D'où la deuxième réponse à apporter au message des Brigades Abou Hafs al-Masri. Il faut aider à constituer un islam européen afin d'empêcher les islamistes d'instrumentaliser les frustrations. Parallèlement, il faut accélérer l'intégration car n'oublions pas que les islamistes recrutent maintenant chez des beurs de troisième et quatrième génération, qui pour la plupart ne parlent même pas arabe, mais se sentent tenus à l'écart. Enfin, il convient de mettre en place une Union méditerranéenne qui renforcera le dialogue entre l'Europe et les pays musulmans modérés.

Alexandre Del Valle, 
géopolitologue, Secrétaire Général de la Droite Libre, (UMP), a notamment écrit, aux éditions des Syrtes, "Le totalitarisme islamiste", et, avec Emmanuel Razavi, "Le dilemme turc ou les vrais enjeux de la candidature d'Ankara", Paris, 2006.

13 avril 2007

Attentats d’Alger, un « raccourci historique » (suite)

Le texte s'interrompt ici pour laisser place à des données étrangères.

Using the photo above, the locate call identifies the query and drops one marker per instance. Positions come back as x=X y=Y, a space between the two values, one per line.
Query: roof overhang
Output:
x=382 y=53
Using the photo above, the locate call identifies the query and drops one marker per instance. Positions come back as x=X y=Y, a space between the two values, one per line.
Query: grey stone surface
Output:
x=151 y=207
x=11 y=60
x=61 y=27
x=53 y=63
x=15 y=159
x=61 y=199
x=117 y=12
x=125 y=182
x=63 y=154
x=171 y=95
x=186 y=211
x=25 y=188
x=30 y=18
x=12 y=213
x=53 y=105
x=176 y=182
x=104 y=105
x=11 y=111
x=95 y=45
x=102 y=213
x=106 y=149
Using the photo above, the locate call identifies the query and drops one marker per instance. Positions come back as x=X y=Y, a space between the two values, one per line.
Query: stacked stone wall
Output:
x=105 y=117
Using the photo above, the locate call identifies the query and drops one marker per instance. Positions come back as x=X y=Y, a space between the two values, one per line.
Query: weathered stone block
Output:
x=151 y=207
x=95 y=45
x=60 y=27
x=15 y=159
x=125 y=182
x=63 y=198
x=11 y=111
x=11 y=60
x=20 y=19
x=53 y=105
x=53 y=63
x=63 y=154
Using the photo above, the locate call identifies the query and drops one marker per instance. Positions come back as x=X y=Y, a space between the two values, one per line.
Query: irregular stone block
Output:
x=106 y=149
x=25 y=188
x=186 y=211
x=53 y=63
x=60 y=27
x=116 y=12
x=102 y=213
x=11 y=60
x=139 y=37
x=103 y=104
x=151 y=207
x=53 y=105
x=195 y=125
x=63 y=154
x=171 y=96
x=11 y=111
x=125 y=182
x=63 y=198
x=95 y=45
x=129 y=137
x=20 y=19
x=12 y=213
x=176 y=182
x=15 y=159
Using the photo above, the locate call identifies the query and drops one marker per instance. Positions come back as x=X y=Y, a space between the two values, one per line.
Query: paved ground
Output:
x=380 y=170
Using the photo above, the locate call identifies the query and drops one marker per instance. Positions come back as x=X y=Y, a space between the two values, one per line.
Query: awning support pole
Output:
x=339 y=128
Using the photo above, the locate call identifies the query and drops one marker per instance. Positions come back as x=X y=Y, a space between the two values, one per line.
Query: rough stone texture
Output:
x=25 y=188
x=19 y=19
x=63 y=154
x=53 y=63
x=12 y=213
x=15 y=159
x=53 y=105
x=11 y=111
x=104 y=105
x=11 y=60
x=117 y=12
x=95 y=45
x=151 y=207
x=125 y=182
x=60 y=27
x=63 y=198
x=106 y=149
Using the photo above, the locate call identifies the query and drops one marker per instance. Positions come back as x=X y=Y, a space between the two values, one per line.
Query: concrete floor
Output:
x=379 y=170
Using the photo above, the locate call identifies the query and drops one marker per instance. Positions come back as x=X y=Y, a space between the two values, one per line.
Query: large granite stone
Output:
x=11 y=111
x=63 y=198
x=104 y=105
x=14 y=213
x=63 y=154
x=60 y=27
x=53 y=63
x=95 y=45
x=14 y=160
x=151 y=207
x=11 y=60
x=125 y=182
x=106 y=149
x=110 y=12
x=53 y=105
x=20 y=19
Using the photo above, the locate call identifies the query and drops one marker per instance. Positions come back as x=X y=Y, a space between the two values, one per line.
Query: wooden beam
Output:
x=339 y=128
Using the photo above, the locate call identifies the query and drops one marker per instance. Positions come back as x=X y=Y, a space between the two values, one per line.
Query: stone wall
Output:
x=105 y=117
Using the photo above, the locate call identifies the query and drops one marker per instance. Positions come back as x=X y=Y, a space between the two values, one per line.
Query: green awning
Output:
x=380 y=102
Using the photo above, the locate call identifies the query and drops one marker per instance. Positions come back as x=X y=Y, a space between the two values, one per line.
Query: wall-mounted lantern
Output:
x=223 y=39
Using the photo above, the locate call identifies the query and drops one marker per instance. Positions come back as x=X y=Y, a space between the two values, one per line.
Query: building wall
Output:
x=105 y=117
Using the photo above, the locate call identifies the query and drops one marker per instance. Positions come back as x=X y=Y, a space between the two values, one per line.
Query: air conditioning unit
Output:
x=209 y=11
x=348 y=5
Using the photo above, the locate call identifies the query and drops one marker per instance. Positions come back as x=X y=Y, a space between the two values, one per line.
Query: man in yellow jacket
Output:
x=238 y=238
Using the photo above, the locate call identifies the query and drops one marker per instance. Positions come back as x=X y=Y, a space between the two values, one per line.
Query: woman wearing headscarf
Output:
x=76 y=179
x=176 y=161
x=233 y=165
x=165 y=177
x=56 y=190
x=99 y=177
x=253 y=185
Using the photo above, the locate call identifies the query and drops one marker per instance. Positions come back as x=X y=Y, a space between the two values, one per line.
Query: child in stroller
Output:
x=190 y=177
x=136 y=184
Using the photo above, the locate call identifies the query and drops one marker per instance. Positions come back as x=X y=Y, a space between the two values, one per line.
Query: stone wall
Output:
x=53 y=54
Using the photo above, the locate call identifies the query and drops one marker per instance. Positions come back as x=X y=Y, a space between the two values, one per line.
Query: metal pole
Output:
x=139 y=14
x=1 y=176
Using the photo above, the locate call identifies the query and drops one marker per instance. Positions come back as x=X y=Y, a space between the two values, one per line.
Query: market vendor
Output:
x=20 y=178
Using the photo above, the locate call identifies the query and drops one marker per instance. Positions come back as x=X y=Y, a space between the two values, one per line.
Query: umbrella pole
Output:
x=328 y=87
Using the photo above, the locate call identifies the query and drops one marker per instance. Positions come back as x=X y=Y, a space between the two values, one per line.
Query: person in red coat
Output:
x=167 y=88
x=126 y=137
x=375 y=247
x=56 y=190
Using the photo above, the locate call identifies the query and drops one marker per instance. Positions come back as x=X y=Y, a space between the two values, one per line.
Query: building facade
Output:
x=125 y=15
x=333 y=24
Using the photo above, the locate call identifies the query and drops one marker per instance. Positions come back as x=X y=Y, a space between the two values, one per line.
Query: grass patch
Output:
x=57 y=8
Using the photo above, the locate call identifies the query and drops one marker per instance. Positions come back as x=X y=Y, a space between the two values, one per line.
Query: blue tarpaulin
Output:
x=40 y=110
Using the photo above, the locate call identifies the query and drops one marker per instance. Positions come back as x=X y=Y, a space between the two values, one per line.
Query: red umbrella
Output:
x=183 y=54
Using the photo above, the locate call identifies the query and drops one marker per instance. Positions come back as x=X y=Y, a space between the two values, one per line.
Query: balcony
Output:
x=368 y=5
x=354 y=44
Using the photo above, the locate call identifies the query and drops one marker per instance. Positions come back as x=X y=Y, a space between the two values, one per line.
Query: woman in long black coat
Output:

Hier j’évoquais sur le blog la symbolique du lieu de l’attentat d’Al-Qaïda contre le gouvernement algérien, en écrivant que c’était comme si le passé faisait un clin d’œil au présent. Je ne me doutais pas que Hamida Layachi, directeur de « Al Jazaïr News » et grand spécialiste de la mouvance islamique dans son pays, évoquerait lui aussi cette symbolique dans une interview recueillie par Florence Beaugé du journal « Le Monde » (édition datée du 13 avril). Ci-dessous un extrait :

« La stratégie du GSPC a changé. Il accentue son rejet absolu de toute réconciliation et signifie qu'il a désormais deux ennemis : le pouvoir algérien et l'Occident, en particulier la France. Dans l'un de ses derniers communiqués, dûment authentifié, il y a environ trois mois, il le dit clairement. Le choix de ses cibles, mercredi, ne doit d'ailleurs rien au hasard : le Palais du gouvernement est le coeur même du pouvoir algérien. C'est aussi un bâtiment qui date de l'époque coloniale française. Il abritait autrefois le siège du gouvernement général, autrement dit les représentants du pouvoir métropolitain, et surplombait le fameux "Forum". C'est là qu'en 1958, le général de Gaulle a prononcé son fameux discours - "Je vous ai compris ..." - qui a été interprété par les colons comme l'assurance que l'Algérie resterait française. La symbolique est donc double et particulièrement forte. Si le GSPC avait choisi de faire un millier de morts, il aurait envoyé ses kamikazes rue Didouche-Mourad (l'une des principales artères de la ville), par exemple. Il ne l'a pas fait, délibérément. »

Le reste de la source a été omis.